Stanislav Ivanovych Kravchenko (Станіслав Іванович Кравченко; born on 5 March 1967) is a Ukrainian jurist who is currently serving as the president of the Supreme Court of Ukraine since 25 March 2023.

He is the ex-officio member of the High Council of Justice.

==Biography==

Stanislav Kravchenko was born on 5 March 1967 in the village of Odyntsi, Kozeletsky district, Chernihiv Oblast.

He started working in 1985.

In 1991, he graduated from the Ukrainian Law Academy named after F. E. Dzerzhynskyi, majoring in "law" (now Yaroslav the Wise National University of Law).

From 1991 to 1992, he was a legal adviser and notary public.

From 1992 to 1993, he was an intern of the people's judge of the Kozeletsky district people's court of the Chernihiv Oblast.

From 1993 to 2002, he was a judge of the Kozeletsky district court of Chernihiv region, and from 2002 to 2011, he was a judge of the Court of Appeals of Kyiv.

On 19 May 2011, he was elected a judge of the Higher Specialized Court of Ukraine for consideration of civil and criminal cases.
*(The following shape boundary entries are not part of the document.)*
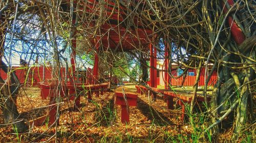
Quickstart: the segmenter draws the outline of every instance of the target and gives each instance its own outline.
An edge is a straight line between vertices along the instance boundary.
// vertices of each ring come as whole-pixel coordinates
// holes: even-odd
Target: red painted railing
[[[170,79],[170,84],[173,86],[180,86],[183,80],[183,77],[177,79],[172,78]],[[214,85],[216,83],[218,78],[218,76],[212,75],[210,78],[210,80],[208,83],[208,85]],[[196,76],[187,76],[183,83],[184,86],[193,86],[196,82]],[[204,85],[204,76],[201,75],[200,77],[199,86]]]
[[[70,72],[71,70],[70,70],[69,72]],[[13,67],[12,71],[15,72],[19,82],[22,84],[26,83],[27,85],[35,86],[37,85],[39,82],[43,81],[43,66],[31,67],[30,68]],[[65,71],[65,67],[60,68],[61,76],[63,80],[66,76]],[[48,79],[52,78],[52,68],[51,67],[46,66],[45,67],[45,80],[46,81]],[[7,74],[2,69],[0,69],[0,76],[4,80],[7,78]],[[91,80],[90,79],[91,77],[91,76],[88,76],[88,79],[87,79],[86,82],[90,82]]]

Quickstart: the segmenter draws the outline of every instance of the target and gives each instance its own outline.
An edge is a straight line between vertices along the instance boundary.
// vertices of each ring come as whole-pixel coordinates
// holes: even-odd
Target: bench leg
[[[93,92],[91,92],[90,91],[89,91],[87,92],[87,96],[88,97],[88,102],[91,102],[92,100],[93,100],[93,99],[92,98],[92,94]]]
[[[74,108],[77,109],[77,107],[79,107],[80,106],[80,95],[78,95],[77,97],[76,98],[76,100],[75,100],[75,107]]]
[[[173,109],[174,108],[174,98],[170,96],[166,99],[167,108],[168,109]]]
[[[144,93],[144,91],[142,89],[140,89],[140,95],[143,95]]]
[[[121,105],[121,122],[122,123],[129,122],[129,111],[126,105]]]
[[[153,101],[156,101],[156,99],[157,97],[157,94],[155,93],[151,93],[151,97],[152,98],[152,100]]]
[[[50,97],[50,105],[56,103],[55,99],[53,97]],[[52,105],[50,106],[50,110],[49,112],[49,125],[52,125],[54,123],[56,119],[57,116],[57,105]],[[58,123],[57,121],[57,123]]]
[[[181,121],[182,123],[184,123],[184,120],[185,118],[185,105],[184,104],[183,102],[181,100],[179,100],[179,104],[180,104],[180,106],[181,106]]]
[[[101,89],[101,90],[100,90],[100,95],[101,96],[103,96],[103,89]]]
[[[96,91],[95,91],[95,92],[96,97],[99,97],[99,89],[96,89]]]

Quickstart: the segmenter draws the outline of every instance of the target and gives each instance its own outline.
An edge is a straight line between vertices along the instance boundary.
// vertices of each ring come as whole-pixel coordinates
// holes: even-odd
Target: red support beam
[[[75,20],[72,21],[72,24],[74,24],[75,22]],[[75,31],[75,30],[74,30]],[[75,35],[76,35],[76,31],[74,32],[74,34],[72,37],[71,42],[72,46],[71,50],[72,53],[70,55],[70,62],[71,63],[71,74],[70,75],[70,83],[72,85],[74,84],[74,79],[75,78],[75,75],[76,73],[76,39],[75,38]]]
[[[156,88],[157,85],[157,70],[156,69],[156,50],[154,48],[152,44],[150,44],[150,83],[151,87]],[[153,49],[155,49],[154,50]]]
[[[234,2],[232,0],[228,0],[227,3],[230,7],[233,6]],[[224,7],[224,11],[227,13],[228,9],[224,5],[224,3],[222,3],[222,5]],[[245,40],[245,36],[242,31],[242,30],[239,27],[237,21],[234,20],[233,17],[229,16],[228,17],[228,24],[230,26],[231,33],[234,41],[238,45],[241,45]]]
[[[50,97],[50,105],[54,104],[56,103],[56,98],[51,96]],[[57,105],[54,105],[50,106],[50,110],[49,112],[49,125],[53,124],[56,120],[57,117]],[[58,121],[57,121],[57,124],[58,124]]]
[[[167,42],[165,42],[165,51],[164,51],[164,57],[165,57],[165,62],[164,62],[164,70],[165,71],[164,72],[164,88],[168,89],[169,87],[169,80],[170,80],[170,75],[168,74],[169,72],[169,59],[168,58],[168,50],[169,50],[169,44]]]
[[[99,48],[99,38],[97,38],[97,42],[95,42],[96,52],[94,55],[94,65],[93,66],[93,84],[96,83],[96,81],[98,79],[99,71],[99,58],[98,57],[98,54],[97,53],[98,52]]]
[[[122,123],[129,122],[129,106],[137,106],[137,97],[138,95],[134,93],[126,93],[124,95],[122,92],[115,93],[115,103],[116,105],[121,105],[121,122]]]
[[[154,81],[155,81],[154,88],[157,88],[157,48],[154,48]]]

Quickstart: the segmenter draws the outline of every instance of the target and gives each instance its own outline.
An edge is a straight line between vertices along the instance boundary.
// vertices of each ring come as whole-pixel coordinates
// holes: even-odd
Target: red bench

On 23 April 2014, he was appointed to the position of deputy chairman of that court.

By Presidential Decree dated November 10, 2017, he was appointed a judge of the Criminal Court of Cassation as part of the Supreme Court, and on 8 December he was sworn into court.

He is a Candidate of Legal Sciences as of 2019.

He is a member of the Commission on Legal Reform since 7 August 2019.

On 26 November 2021, Kravchenko was re-elected to the post of chairman of the Criminal Court of Cassation.

On 26 May 2023, the Plenum of the Supreme Court of Ukraine elected Kravchenko as the head of the Supreme Court: 108 out of 148 judges voted for him.

==Critics==

In 2003, Judges Kravchenko, Serhiy Slynko and Leonid Hlos released Oleksiy Pukach, the murderer of Georgiy Gongadze, from custody, replacing his detention with a restraining order, which allowed him to escape and hide until 2009. The press service of the Ukrainian Academy of Sciences commented that at the time of Pukach's release, they had not yet been charged with the murder of Gongadze.

In 2017, the Public Integrity Council came to the conclusion that Kravchenko, a candidate for the Ukrainian Academy of Sciences, does not meet the criteria of integrity and professional ethics. In the opinion of the State Government, he reported false information regarding participation in decision-making in violation of the Civil Code, and also probably did not declare the land plot.

==Family==

He is married to Inna Oleksiyivna Kravchenko, who works as a notary, and has a daughter.